At the conclusions of the morning’s oral presentations, professors, students, and
guests convene at a luncheon in the Memorial Center’s Main Lounge. For the morning
presenters it’s a time to finally relax; their afternoon counterparts will soon be
on the hot seat. Amid the hum of conversation and clinking silverware on china, Professor
Theune takes the microphone once more to introduce both President Wilson and the conference’s
keynote speaker, Robert Sternberg, dean of the School of Arts and Sciences at Tufts
“I think this is an aptly named conference,” President Wilson tells the gathered crowd
during his brief remarks. “John Wesley Powell came to Illinois Wesleyan as a young
faculty member right after the Civil War. … He, too, was a great mentor and collaborator
with his students. In 1867 he took three students on an expedition of the West, which
was the first time undergraduate students accompanied a professor on field research.”
Perhaps some of the students only know of Powell from the seated bronze sculpture
in his likeness that sits in The Ames Library rotunda, but they nod as they listen
to Wilson’s account of the historic trip. It was Powell, they learn, who came up with
the University’s motto, “Scientia et Sapientia,” which translates from Latin as “Knowledge
and Wisdom” — a reminder that the two aren’t the same, but that the former is needed
to achieve the latter.
* * *
Lauren Couch ’06 (above) displayed and spoke about her artwork at the School of Art’s
B.F.A. Senior Critique Honors presentation. Senior music compositions have also been
included among the conference events in recent years. (Photo by Marc Featherly)

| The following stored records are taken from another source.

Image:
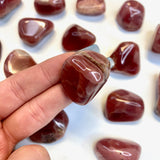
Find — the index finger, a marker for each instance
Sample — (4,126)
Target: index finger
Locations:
(23,86)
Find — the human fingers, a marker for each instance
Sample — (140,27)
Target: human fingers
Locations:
(21,87)
(35,114)
(30,152)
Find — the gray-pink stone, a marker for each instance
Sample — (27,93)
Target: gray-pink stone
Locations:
(16,61)
(117,149)
(91,7)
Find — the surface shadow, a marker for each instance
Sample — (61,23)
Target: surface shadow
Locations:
(52,17)
(153,57)
(121,76)
(87,18)
(40,45)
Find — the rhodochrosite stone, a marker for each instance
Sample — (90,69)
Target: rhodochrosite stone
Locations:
(7,6)
(156,41)
(49,7)
(117,149)
(83,75)
(91,7)
(76,38)
(126,58)
(16,61)
(157,110)
(0,49)
(53,131)
(33,30)
(131,15)
(123,105)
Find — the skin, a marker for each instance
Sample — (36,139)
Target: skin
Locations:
(28,101)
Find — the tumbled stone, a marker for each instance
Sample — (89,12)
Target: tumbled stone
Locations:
(123,105)
(6,6)
(76,38)
(156,41)
(126,59)
(33,30)
(157,109)
(52,131)
(117,149)
(83,75)
(49,7)
(16,61)
(130,16)
(0,49)
(91,7)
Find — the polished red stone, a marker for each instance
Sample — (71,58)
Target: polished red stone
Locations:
(117,149)
(16,61)
(49,7)
(130,16)
(123,105)
(52,131)
(33,30)
(156,41)
(83,75)
(91,7)
(0,49)
(157,109)
(76,38)
(126,58)
(6,6)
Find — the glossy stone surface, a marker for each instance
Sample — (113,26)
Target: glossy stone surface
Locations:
(6,6)
(49,7)
(33,30)
(76,38)
(157,109)
(123,105)
(83,75)
(16,61)
(0,49)
(90,7)
(126,58)
(156,41)
(53,131)
(130,16)
(117,149)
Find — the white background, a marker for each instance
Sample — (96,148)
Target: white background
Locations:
(87,123)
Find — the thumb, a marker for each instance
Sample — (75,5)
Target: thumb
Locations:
(30,152)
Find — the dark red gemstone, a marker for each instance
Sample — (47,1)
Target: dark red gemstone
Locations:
(33,30)
(117,149)
(76,38)
(91,7)
(53,131)
(83,75)
(126,58)
(0,49)
(123,105)
(157,109)
(49,7)
(6,6)
(16,61)
(131,15)
(156,41)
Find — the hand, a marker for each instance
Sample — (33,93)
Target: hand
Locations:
(28,101)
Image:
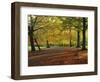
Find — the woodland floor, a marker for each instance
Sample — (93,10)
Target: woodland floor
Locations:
(57,56)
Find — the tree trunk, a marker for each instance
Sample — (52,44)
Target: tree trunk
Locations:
(84,36)
(31,39)
(78,39)
(70,37)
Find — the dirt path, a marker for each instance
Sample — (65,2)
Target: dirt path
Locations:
(57,56)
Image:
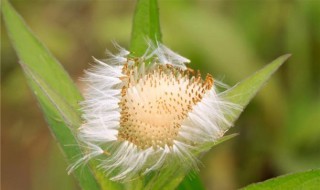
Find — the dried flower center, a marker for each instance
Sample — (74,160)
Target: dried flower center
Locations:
(154,105)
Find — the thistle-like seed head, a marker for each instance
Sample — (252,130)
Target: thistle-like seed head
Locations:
(148,112)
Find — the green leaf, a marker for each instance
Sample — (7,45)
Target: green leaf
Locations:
(243,92)
(191,183)
(303,180)
(145,26)
(57,95)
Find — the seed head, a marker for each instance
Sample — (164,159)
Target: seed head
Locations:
(148,112)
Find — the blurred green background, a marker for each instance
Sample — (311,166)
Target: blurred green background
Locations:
(279,131)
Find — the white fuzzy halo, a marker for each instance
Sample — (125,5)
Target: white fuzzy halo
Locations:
(204,122)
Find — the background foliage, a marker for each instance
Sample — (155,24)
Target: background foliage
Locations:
(230,39)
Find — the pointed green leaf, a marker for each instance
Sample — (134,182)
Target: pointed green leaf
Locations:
(145,26)
(303,180)
(57,95)
(243,92)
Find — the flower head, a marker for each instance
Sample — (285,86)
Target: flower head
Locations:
(148,112)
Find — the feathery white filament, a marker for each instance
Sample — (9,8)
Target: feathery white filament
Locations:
(147,117)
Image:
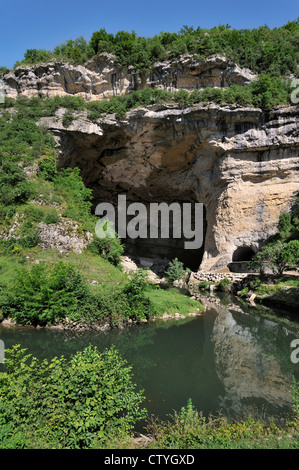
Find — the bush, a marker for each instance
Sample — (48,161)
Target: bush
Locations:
(68,118)
(176,271)
(79,403)
(47,168)
(14,186)
(224,285)
(48,294)
(138,305)
(108,247)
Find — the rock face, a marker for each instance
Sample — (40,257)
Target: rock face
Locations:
(240,163)
(102,77)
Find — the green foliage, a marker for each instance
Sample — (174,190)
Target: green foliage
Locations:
(290,253)
(69,185)
(79,403)
(295,397)
(188,429)
(172,301)
(68,118)
(48,294)
(285,227)
(263,50)
(224,284)
(176,271)
(139,306)
(47,168)
(109,248)
(14,186)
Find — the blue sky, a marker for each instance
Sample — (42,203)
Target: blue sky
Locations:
(33,24)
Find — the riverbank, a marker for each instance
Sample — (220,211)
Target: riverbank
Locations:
(270,291)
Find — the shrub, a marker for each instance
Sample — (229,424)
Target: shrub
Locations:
(68,118)
(47,168)
(176,271)
(14,186)
(110,249)
(51,218)
(224,284)
(79,403)
(48,294)
(138,305)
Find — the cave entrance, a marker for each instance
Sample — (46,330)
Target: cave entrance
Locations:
(243,253)
(169,248)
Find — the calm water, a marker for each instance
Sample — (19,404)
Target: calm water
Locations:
(227,360)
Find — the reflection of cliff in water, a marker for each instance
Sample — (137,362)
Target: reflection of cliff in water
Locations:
(250,359)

In its 17th year, the conference has come a long way. Looking at the brochures from
previous years, one can see a physical manifestation of its growth — from the slim
pamphlet of its inaugural year to this year’s heavy, book-length program, which is
actually thicker than the campus directory. How much bigger will it get, though?
“I have the feeling the conference will grow a bit more, then find its level,” says
Theune. With this growth, however, comes the problem of finding room for all of the
presenters. With this year’s crowd, the science center’s atrium is nearly full. Too
many more may require a change of venue.
Even with a successful playbook in hand, there are always ways to improve the conference.

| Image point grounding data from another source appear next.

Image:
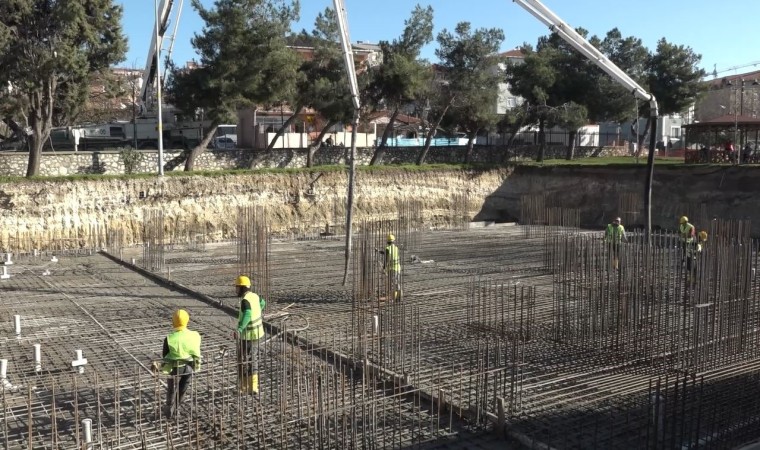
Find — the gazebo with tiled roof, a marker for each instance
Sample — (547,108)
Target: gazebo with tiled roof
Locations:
(718,130)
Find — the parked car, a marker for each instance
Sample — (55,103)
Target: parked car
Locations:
(223,143)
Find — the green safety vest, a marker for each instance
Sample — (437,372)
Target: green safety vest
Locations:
(686,230)
(693,249)
(255,328)
(614,234)
(184,348)
(391,257)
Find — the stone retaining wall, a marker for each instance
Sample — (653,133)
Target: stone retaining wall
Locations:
(111,161)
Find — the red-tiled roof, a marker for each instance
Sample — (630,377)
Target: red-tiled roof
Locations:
(515,53)
(736,80)
(726,120)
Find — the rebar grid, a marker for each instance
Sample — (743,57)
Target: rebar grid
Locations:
(253,240)
(453,342)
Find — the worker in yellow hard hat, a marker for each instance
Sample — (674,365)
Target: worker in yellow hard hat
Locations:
(250,329)
(181,357)
(693,251)
(392,267)
(614,235)
(687,233)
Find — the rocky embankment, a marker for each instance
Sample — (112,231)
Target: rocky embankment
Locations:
(51,214)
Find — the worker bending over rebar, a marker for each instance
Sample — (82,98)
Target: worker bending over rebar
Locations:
(181,357)
(250,329)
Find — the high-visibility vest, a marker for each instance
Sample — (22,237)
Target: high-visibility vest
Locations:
(255,328)
(614,233)
(391,256)
(687,232)
(184,348)
(693,249)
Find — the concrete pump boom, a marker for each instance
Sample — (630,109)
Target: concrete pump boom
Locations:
(578,42)
(150,71)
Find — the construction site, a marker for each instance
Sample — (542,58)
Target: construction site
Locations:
(503,335)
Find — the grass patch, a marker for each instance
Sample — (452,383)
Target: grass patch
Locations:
(611,162)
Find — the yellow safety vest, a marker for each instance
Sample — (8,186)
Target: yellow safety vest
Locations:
(391,256)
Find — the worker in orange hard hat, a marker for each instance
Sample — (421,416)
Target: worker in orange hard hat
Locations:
(181,357)
(250,329)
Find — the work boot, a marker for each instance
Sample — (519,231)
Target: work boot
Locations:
(168,411)
(255,383)
(245,384)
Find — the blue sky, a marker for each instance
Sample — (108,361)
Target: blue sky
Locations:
(725,33)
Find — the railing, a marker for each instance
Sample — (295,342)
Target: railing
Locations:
(720,157)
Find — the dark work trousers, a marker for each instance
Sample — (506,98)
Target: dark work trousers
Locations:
(248,357)
(182,374)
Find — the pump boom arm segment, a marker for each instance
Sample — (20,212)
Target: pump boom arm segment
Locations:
(578,42)
(149,73)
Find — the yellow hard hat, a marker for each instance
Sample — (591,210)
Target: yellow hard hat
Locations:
(243,281)
(180,319)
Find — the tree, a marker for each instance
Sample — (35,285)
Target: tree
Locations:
(402,77)
(534,80)
(674,78)
(244,61)
(475,111)
(50,51)
(609,101)
(467,64)
(510,124)
(324,86)
(571,116)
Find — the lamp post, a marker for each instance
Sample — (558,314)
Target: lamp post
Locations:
(736,109)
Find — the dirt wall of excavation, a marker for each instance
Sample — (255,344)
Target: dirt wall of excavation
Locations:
(84,212)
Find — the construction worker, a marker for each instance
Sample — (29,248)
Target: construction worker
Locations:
(687,234)
(392,266)
(181,357)
(250,329)
(693,250)
(613,236)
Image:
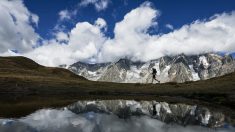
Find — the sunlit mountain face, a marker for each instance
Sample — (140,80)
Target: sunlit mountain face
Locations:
(117,65)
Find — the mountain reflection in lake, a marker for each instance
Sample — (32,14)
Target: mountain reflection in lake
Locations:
(49,120)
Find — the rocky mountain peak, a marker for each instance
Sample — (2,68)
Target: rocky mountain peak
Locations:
(179,68)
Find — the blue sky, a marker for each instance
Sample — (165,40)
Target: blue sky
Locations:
(177,13)
(66,31)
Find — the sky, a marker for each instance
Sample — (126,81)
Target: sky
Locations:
(66,31)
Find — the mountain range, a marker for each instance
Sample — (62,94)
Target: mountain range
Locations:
(180,68)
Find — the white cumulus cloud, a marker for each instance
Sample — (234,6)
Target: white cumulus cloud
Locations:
(98,4)
(88,42)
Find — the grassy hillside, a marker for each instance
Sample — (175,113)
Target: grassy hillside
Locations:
(26,86)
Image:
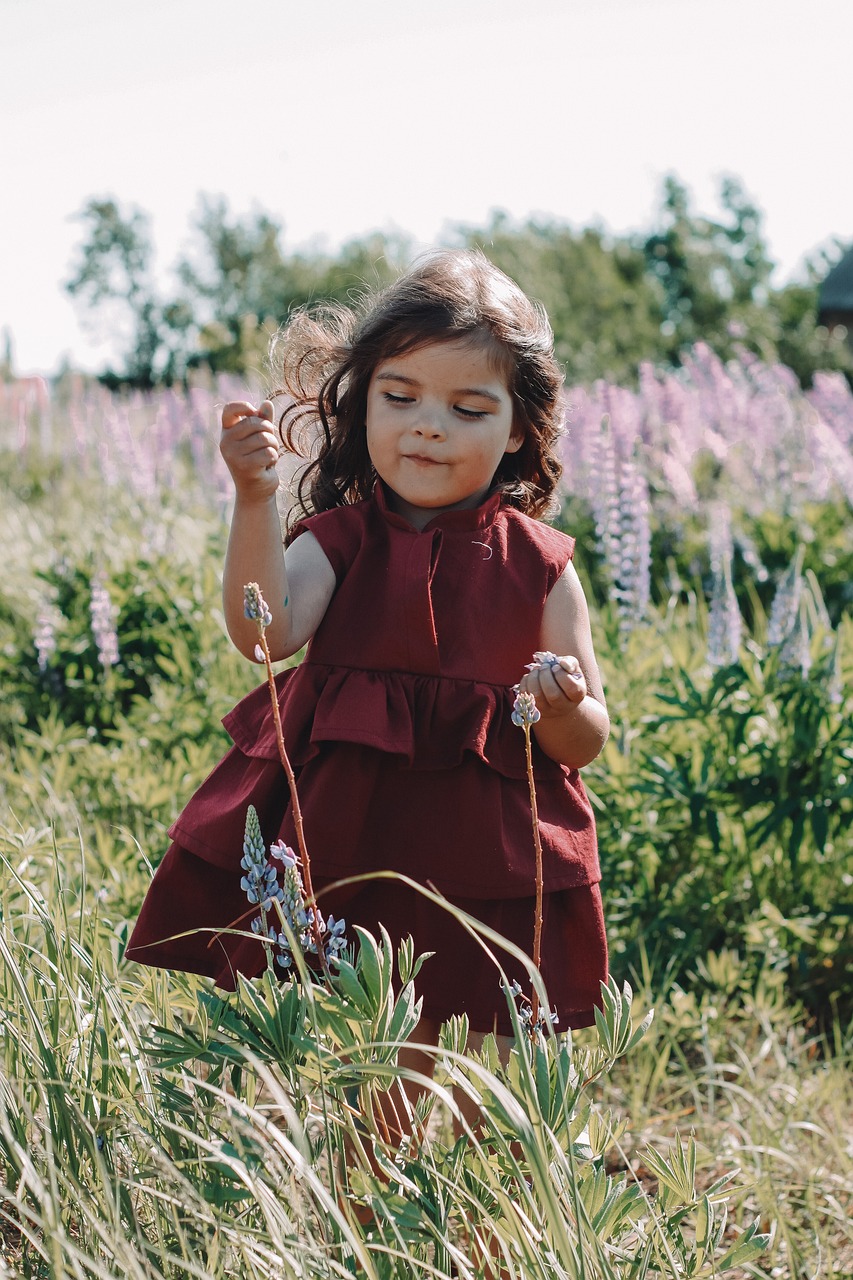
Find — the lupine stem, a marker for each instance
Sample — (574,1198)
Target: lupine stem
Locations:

“We’re thinking about changing the format and bringing in alumni who have gone out
and done interesting things,” says Seeborg. However, “we (don’t) want to keep it focused
on external researchers; we want to keep it focused on the students.”
In the end, the John Wesley Powell Student Research Conference gives students a chance
to show each other and their professors what, exactly, they’ve been laboring on for
all these months. It brings together all of their hard work, their time spent researching
alone and with faculty members, and gives them a taste of what they might expect should
they choose to pursue graduate school. “Even if they don’t, it’s a great culminating
experience where they pull everything together into a single project,” says Seeborg.

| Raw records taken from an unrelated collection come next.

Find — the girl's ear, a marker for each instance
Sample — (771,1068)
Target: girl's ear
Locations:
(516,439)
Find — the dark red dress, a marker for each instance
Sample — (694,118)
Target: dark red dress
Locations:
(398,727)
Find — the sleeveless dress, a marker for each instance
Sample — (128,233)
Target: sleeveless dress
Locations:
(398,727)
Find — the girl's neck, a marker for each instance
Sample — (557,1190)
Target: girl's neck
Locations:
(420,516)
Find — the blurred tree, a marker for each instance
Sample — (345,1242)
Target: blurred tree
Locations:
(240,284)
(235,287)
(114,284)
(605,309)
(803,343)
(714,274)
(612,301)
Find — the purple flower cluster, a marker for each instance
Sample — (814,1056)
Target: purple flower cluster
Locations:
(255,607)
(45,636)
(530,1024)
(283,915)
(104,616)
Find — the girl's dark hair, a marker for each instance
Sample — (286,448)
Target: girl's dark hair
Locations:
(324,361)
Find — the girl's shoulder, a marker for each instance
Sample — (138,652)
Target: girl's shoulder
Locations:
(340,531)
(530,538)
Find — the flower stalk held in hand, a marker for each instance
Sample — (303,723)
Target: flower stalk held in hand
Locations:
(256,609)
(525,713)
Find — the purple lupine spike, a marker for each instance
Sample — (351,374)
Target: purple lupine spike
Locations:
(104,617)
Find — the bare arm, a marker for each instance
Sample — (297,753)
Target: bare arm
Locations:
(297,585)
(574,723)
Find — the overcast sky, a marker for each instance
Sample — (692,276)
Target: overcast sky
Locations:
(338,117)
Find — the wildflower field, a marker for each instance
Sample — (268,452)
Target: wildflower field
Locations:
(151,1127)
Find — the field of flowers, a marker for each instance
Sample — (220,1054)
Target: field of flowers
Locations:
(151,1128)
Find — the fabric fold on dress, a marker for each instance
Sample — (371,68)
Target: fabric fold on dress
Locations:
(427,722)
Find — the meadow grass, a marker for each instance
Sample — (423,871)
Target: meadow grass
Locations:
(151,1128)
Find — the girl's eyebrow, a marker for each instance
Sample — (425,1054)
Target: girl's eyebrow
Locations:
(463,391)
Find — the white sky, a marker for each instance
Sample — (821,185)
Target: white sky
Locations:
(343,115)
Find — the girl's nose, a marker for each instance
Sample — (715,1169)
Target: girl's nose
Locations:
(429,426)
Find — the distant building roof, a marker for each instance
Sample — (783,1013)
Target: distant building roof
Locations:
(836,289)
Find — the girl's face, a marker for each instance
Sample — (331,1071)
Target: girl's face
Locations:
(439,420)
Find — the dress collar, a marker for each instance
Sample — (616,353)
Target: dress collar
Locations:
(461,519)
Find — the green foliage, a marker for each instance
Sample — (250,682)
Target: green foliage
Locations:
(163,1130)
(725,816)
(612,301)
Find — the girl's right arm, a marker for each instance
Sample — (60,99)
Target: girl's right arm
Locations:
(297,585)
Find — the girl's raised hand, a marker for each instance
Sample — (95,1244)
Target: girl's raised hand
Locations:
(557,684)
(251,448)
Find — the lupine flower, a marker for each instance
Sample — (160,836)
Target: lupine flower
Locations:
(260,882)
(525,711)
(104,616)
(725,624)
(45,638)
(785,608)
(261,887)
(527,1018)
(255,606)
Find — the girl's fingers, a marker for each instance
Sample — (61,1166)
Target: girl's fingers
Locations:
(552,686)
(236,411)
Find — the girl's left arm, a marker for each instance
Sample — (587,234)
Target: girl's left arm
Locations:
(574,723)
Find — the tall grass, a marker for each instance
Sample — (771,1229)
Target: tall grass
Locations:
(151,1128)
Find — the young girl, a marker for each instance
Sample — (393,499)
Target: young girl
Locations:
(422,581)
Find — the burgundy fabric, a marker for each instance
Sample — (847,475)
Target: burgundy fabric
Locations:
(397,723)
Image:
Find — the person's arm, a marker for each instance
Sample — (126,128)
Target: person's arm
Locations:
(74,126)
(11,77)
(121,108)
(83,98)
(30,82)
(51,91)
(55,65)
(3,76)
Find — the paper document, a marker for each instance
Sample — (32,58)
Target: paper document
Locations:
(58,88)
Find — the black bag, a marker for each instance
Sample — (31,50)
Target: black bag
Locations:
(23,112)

“For most students it’s sort of the ‘last hurrah’ of their undergraduate research.”
At day’s end — after the second set of poster presentations are finished, after the
art students present their exhibitions and the music students’ compositions are performed,
and as parents take their exhausted sons and daughters out for a celebratory dinner
— there is a feeling of finality. Not the end of the story, but an important chapter.
As Robert Sternberg said earlier, during his keynote address, “If you really want
to do something, the chances are pretty good that you can do it. There are always
stumbling blocks along the way … but if you want to do great research, or if you want
to do great in life period, the lesson is finding what you love to do matters.” The
students who presented at this year's John Wesley Powell Conference may not yet have
found what they love to do — at least not precisely — but their direction toward that
goal has grown a little clearer on this day.